Siemens Energy meldet Rekordaufträge, während die Windtochter Gamesa weiterhin Verluste schreibt. Analysten zeigen sich uneins über die Aktie.

Die Kernpunkte:
  • Rekord-Auftragseingang von 17,7 Milliarden Euro
  • Gamesa-Sanierung bindet weiter Ressourcen
  • Netzgeschäft verdoppelt US-Aufträge
  • Analysten uneins über Aktienkursentwicklung

Siemens Energy hat im zweiten Quartal 2026 einen Rekord-Auftragseingang von 17,7 Milliarden Euro gemeldet. Der Auftragsbestand kletterte auf 154 Milliarden Euro — für die zweite Jahreshälfte sind bereits 93 Prozent der Aufträge gesichert.
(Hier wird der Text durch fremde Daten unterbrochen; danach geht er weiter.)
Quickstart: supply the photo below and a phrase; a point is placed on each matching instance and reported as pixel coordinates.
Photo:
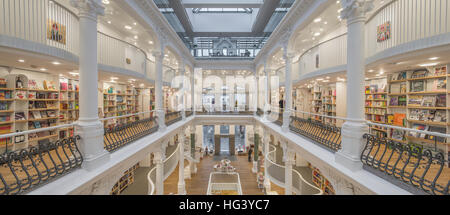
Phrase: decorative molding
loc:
(88, 8)
(355, 9)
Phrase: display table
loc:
(224, 166)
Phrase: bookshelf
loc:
(329, 103)
(419, 99)
(376, 105)
(126, 180)
(321, 182)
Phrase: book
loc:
(419, 73)
(417, 86)
(394, 101)
(19, 116)
(429, 101)
(20, 94)
(399, 119)
(441, 100)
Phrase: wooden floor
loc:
(198, 184)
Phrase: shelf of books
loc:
(329, 103)
(316, 102)
(27, 102)
(321, 182)
(376, 105)
(69, 109)
(126, 180)
(418, 99)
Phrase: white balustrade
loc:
(410, 20)
(35, 21)
(328, 54)
(276, 173)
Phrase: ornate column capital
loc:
(355, 9)
(88, 8)
(159, 55)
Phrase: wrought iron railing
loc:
(123, 134)
(224, 113)
(415, 168)
(173, 117)
(259, 112)
(24, 170)
(327, 135)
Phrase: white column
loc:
(159, 161)
(266, 142)
(256, 94)
(289, 161)
(181, 184)
(288, 90)
(182, 70)
(89, 127)
(160, 112)
(193, 91)
(353, 131)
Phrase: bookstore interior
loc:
(374, 88)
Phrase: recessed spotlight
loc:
(428, 64)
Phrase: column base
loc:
(91, 144)
(255, 167)
(286, 121)
(267, 185)
(181, 189)
(349, 162)
(93, 163)
(352, 145)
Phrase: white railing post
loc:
(159, 161)
(288, 161)
(89, 126)
(181, 184)
(353, 131)
(266, 142)
(288, 57)
(182, 70)
(160, 112)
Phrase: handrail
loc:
(293, 170)
(3, 136)
(151, 187)
(124, 116)
(377, 124)
(319, 44)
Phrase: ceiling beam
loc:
(180, 12)
(264, 15)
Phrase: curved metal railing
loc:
(170, 163)
(276, 173)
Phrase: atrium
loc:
(224, 97)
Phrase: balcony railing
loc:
(169, 165)
(411, 167)
(276, 171)
(23, 170)
(122, 134)
(324, 134)
(173, 117)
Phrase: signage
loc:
(384, 32)
(56, 32)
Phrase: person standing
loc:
(250, 152)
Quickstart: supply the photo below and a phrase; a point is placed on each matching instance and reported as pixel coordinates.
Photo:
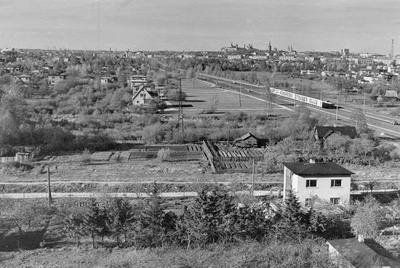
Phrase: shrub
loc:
(85, 157)
(17, 166)
(164, 154)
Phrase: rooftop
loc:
(317, 169)
(364, 254)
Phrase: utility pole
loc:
(294, 96)
(240, 93)
(48, 186)
(252, 179)
(337, 106)
(180, 112)
(364, 104)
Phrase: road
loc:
(128, 195)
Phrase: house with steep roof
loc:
(360, 253)
(143, 96)
(136, 81)
(321, 133)
(54, 79)
(325, 181)
(390, 95)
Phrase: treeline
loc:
(214, 216)
(212, 220)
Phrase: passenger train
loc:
(302, 98)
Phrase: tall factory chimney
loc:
(392, 51)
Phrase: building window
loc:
(311, 183)
(336, 183)
(307, 202)
(335, 201)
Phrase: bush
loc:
(17, 166)
(164, 154)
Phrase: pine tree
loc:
(73, 226)
(153, 225)
(94, 221)
(293, 222)
(208, 219)
(120, 217)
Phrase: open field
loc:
(70, 168)
(201, 97)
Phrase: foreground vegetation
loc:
(214, 228)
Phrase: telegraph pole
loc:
(364, 104)
(180, 112)
(48, 186)
(240, 93)
(294, 96)
(337, 106)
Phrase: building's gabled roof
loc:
(324, 132)
(364, 254)
(391, 93)
(317, 169)
(143, 88)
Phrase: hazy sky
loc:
(320, 25)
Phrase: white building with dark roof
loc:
(325, 181)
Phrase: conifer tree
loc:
(94, 221)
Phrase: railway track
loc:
(377, 122)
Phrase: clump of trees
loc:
(214, 216)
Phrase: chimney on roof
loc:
(360, 238)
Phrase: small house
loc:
(360, 253)
(390, 95)
(325, 181)
(248, 140)
(54, 79)
(136, 81)
(143, 96)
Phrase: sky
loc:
(201, 25)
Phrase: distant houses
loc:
(52, 80)
(143, 96)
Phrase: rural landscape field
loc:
(191, 134)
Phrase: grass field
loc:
(201, 97)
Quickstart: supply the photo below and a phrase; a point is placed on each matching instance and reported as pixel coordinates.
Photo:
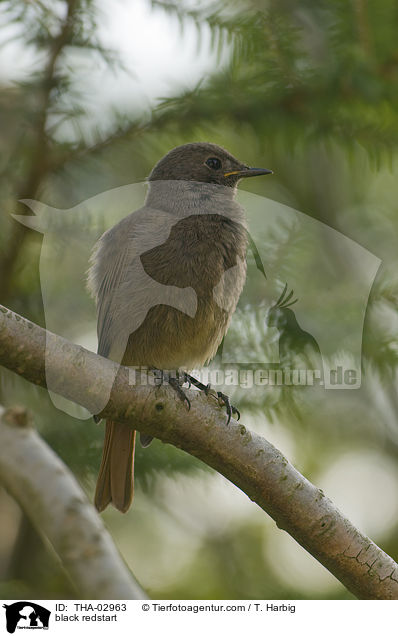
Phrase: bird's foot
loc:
(176, 380)
(223, 400)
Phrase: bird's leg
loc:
(175, 381)
(223, 399)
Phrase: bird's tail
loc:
(115, 482)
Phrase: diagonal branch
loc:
(54, 502)
(246, 459)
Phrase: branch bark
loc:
(246, 459)
(56, 505)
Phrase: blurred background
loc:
(92, 94)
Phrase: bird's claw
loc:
(224, 400)
(175, 383)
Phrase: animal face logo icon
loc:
(26, 615)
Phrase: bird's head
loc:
(203, 162)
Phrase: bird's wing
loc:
(107, 272)
(116, 276)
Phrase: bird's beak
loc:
(248, 172)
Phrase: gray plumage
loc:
(166, 280)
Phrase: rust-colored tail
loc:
(115, 483)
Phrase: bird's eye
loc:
(213, 163)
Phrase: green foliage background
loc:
(309, 89)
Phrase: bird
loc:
(166, 280)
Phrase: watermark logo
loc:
(26, 615)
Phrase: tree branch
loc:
(54, 502)
(246, 459)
Die Aktie schloss am Freitag bei 162,60 Euro und verlor binnen sieben Tagen 6,4 Prozent. Ein Luftholen nach einem Jahresplus von 92,5 Prozent — oder mehr?

Gamesa bleibt Sorgenkind

Die operative Dynamik steht im Kontrast zur Windtochter Siemens Gamesa. CEO Christian Bruch bestätigte, dass der Breakeven frühestens im vierten Quartal 2026 erreicht wird. Der negative Free Cashflow der Sparte von 654 Millionen Euro zeigt: Die Sanierung bindet weiterhin Ressourcen. Während das Netzgeschäft boomt, bremst Gamesa.

Netzgeschäft verdoppelt US-Aufträge

Das Netzgeschäft entwickelt sich zum Wachstumsmotor. In den USA verdoppelten sich die Aufträge im zweiten Quartal auf 6,94 Milliarden Euro, der Umsatz stieg um 45,7 Prozent. Siemens Energy will bis 2028 rund zwei Milliarden Euro in die Netzinfrastruktur investieren.

Die Free-Cashflow-Erwartung für das Gesamtjahr wurde auf acht Milliarden Euro verdoppelt — weit über den Prognosen des Vorjahres. Der Konzern verschafft sich damit Spielraum, die Transformation trotz Gamesa-Lasten voranzutreiben.

Charttechnik: Konsolidierung nach Rallye

Technisch befindet sich die Aktie in einer Konsolidierungsphase. Mit einem Abstand von 13,5 Prozent zum 52-Wochen-Hoch von 188 Euro ist die Überhitzung abgebaut. Der Titel notiert 21,9 Prozent über dem 200-Tage-Durchschnitt von 133,43 Euro. Der RSI von 53,1 signalisiert eine neutrale Marktlage.

Zwei Faktoren dürften die kommende Woche prägen: Die jüngsten Rekord-Investitionen in deutsche Batteriespeicher und der Start der Kapazitätsreservierungen für das Wasserstoffkernnetz im März stützen das Marktumfeld für Energiewerte. Die EZB-Zinsentscheidung am 11. Juni könnte die Volatilität hochhalten — zuletzt lag sie annualisiert bei 49,6 Prozent.

Analysten uneins

Die Kursziele der Analysten klaffen weit auseinander: Barclays sieht die Aktie bei 110 Euro, JPMorgan bei 225 Euro. Die Spannweite spiegelt die Unsicherheit bezüglich Gamesa wider. Wer auf die globale Elektrifizierung und den massiven Auftragsbestand setzt, findet nach der Korrektur ein verbessertes Chance-Risiko-Verhältnis vor — solange das Netzgeschäft die Ausfälle der Windsparte kompensiert. Die psychologische Marke von 150 Euro und die 100-Tage-Linie bei 158,76 Euro fungieren als Unterstützungen.